Proving the existence of a subset, given the Lebesgue outer measure

Question

If c ∈ R, E is a bounded subset of ℝ such that outer Lebesgue measure m*(E) > 0 and 0 < c < m∗(E). How can I show that there exists a subset F of E such that m*(F) = c?

Answer 1

Let $E \subset \mathbb{R}$ be bounded with positive outer measure and let $f: \mathbb{R} \to [0,\infty]$ be defined by $f(x) = m^*((-\infty,x] \cap E)$. Let $x_n$ be a decreasing sequence of real numbers converging to $x$. Then $(-\infty,x] = \bigcap_{n=1}^\infty (-\infty, x_n]$. Using continuity from above, since $m*((-\infty, x_1]\cap E) < \infty$ given that $E$ is bounded, we obtain

\begin{align*}f(x) & = m^*((-\infty,x] \cap E\\ & = m^* \left( \bigcap_{n=1}^\infty (-\infty, x_n]\cap E\right) \\ & = \lim_{n\to \infty} m^*((-\infty, x_n]\cap E)\\ & = \lim_{n\to \infty} f(x_n). \end{align*}

This shows that $f$ is continuous on $\mathbb{R}$. Further, $\lim_{x \to \infty} f(x) = m(E)$ and $\lim_{x\to -\infty} f(x) = 0$. Now, let $0 < c < m^*(E)$. By the Intermediate Value Theorem, choose $x \in \mathbb{R}$ such that $f(x) = c$, that is, $m^*((-\infty,x] \cap E) = c$. Then $F = (-\infty,x] \cap E$ is the desired subset of $E$.

Answer 2

Since $E$ is bounded, it is contained in some interval $[-M, M]$. The desired result will follow if we can show that the function $f(x) = m^*([-M, x] \cap E)$ is continuous, because $f(-M) = m^*(\emptyset) = 0$ and $f(M) = m^*(E) > c$, and thus by the intermediate value theorem there must be some $x_0 \in [-M, M]$ such that $f(x_0) = c$. Then $F = [-M,x_0] \cap E$ has the required properties.

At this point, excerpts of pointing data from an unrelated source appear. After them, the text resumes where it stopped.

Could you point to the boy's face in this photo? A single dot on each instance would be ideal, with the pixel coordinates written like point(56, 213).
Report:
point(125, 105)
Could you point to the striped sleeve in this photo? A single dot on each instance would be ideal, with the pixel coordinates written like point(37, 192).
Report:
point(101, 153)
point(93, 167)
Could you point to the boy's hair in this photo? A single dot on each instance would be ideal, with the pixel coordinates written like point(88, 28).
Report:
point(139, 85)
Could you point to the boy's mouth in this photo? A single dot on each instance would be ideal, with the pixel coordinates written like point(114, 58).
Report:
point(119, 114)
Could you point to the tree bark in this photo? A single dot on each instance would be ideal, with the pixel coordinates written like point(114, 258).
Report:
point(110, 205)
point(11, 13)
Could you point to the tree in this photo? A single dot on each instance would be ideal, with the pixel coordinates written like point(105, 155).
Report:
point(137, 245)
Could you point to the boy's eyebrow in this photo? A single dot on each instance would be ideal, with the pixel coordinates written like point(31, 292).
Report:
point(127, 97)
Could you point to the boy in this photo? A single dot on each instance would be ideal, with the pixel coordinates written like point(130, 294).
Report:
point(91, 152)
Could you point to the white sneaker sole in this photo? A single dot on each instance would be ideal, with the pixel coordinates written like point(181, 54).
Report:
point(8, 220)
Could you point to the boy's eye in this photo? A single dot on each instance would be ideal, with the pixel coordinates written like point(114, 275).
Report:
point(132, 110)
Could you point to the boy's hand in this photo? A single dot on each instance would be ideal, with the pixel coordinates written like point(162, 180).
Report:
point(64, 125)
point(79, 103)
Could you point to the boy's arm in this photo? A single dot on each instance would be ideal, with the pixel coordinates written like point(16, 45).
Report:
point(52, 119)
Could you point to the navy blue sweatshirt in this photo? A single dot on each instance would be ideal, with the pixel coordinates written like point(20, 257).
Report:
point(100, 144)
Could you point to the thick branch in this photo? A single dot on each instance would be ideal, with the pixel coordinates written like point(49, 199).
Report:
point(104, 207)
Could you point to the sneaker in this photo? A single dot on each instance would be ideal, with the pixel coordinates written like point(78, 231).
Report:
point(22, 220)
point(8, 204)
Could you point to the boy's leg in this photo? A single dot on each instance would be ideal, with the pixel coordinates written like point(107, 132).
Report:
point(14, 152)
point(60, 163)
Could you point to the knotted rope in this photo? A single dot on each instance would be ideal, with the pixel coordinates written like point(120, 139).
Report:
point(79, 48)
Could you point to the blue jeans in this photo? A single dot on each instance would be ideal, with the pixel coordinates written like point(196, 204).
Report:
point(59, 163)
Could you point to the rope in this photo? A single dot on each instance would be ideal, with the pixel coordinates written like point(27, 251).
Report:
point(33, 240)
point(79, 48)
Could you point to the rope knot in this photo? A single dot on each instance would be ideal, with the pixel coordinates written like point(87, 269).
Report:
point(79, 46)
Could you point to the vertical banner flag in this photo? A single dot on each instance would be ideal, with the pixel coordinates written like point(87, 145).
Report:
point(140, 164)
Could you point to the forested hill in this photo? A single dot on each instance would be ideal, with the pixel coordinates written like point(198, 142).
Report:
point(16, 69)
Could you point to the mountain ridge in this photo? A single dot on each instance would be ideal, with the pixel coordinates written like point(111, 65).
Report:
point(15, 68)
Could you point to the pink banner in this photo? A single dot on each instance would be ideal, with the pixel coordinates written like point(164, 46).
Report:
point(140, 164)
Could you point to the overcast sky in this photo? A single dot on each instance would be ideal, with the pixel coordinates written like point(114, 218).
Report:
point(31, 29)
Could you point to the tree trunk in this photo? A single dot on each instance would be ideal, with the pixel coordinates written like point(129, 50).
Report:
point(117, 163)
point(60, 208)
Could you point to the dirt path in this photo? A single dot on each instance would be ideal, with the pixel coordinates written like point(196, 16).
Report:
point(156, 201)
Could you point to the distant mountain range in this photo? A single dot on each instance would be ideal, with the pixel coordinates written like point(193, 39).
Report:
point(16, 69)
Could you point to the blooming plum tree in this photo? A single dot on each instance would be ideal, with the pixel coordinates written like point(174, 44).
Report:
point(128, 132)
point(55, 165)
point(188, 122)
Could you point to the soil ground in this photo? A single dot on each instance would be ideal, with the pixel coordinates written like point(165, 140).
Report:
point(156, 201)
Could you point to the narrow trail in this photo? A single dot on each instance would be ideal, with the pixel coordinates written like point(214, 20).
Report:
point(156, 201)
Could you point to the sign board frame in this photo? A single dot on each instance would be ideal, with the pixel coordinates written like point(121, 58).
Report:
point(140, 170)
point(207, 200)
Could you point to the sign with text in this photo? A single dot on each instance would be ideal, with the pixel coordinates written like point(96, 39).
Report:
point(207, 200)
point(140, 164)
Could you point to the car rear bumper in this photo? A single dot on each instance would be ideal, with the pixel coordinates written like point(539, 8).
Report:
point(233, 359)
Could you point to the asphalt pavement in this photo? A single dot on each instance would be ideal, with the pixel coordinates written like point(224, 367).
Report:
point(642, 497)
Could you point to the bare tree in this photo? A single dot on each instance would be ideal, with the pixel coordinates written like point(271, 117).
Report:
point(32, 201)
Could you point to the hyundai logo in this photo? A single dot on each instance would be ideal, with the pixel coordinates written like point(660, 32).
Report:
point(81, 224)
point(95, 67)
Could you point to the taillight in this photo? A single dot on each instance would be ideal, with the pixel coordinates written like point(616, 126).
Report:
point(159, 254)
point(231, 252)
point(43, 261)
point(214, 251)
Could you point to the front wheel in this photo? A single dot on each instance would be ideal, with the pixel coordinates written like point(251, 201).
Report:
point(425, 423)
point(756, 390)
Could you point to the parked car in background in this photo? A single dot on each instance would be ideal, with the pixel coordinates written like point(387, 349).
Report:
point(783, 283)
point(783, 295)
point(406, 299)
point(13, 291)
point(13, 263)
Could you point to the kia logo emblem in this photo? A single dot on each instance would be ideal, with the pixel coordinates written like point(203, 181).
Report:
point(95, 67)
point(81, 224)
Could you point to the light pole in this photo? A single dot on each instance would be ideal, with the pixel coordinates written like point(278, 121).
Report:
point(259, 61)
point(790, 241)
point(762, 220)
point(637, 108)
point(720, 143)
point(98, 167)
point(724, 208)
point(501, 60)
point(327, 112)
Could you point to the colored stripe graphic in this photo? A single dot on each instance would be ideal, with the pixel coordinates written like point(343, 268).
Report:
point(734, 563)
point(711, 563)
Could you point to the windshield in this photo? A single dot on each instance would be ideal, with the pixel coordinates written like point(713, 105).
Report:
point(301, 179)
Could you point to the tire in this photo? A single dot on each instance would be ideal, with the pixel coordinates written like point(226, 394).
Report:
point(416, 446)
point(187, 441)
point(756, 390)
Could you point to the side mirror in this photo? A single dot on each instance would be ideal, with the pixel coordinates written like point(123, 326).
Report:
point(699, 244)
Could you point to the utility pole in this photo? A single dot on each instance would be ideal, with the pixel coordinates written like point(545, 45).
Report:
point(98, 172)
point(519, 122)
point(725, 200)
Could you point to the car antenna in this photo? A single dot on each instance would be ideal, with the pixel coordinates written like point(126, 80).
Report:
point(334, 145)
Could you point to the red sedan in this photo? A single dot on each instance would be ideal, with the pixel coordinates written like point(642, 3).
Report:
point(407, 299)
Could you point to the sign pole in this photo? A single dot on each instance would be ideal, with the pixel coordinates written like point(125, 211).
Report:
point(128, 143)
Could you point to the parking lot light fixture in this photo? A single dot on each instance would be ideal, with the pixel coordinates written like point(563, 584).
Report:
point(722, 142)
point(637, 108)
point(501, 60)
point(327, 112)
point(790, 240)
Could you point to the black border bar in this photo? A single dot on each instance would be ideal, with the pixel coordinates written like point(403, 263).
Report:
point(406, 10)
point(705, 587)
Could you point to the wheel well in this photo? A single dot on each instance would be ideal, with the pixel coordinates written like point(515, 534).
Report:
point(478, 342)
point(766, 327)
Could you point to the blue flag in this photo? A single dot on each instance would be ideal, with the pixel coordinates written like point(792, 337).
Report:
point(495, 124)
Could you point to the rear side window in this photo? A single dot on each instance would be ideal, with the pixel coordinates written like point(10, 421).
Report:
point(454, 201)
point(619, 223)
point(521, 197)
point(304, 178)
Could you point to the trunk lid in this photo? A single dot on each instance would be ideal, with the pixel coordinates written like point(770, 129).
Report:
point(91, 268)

Let $h > 0$. By subadditivity of $m^*$, we have $$\begin{aligned} f(x+h) &= m^*([-M, x+h] \cap E) \\ &\leq m^*([-M, x] \cap E) + m^*((x, x+h] \cap E) \\ &= f(x) + m^*((x, x+h] \cap E) \\ &\leq f(x) + m^*((x, x+h]) \\ &= f(x) + h \end{aligned}$$ and therefore $0 \leq f(x+h) - f(x) \leq h$.

Similarly, if $h < 0$, we have $$\begin{aligned} f(x) &= m^*((-M,x] \cap E) \\ &\leq m^*((-M,x+h] \cap E) + m^*((x+h,x] \cap E) \\ &= f(x+h) + m^*((x+h,x] \cap E) \\ &\leq f(x+h) + m^*((x+h,x]) \\ &= f(x+h) - h \\ \end{aligned}$$ and therefore $h \leq f(x+h) - f(x) \leq 0$.

Combining the above results we conclude that $\lim_{h \to 0}f(x+h) = f(x)$, hence $f$ is continuous as desired.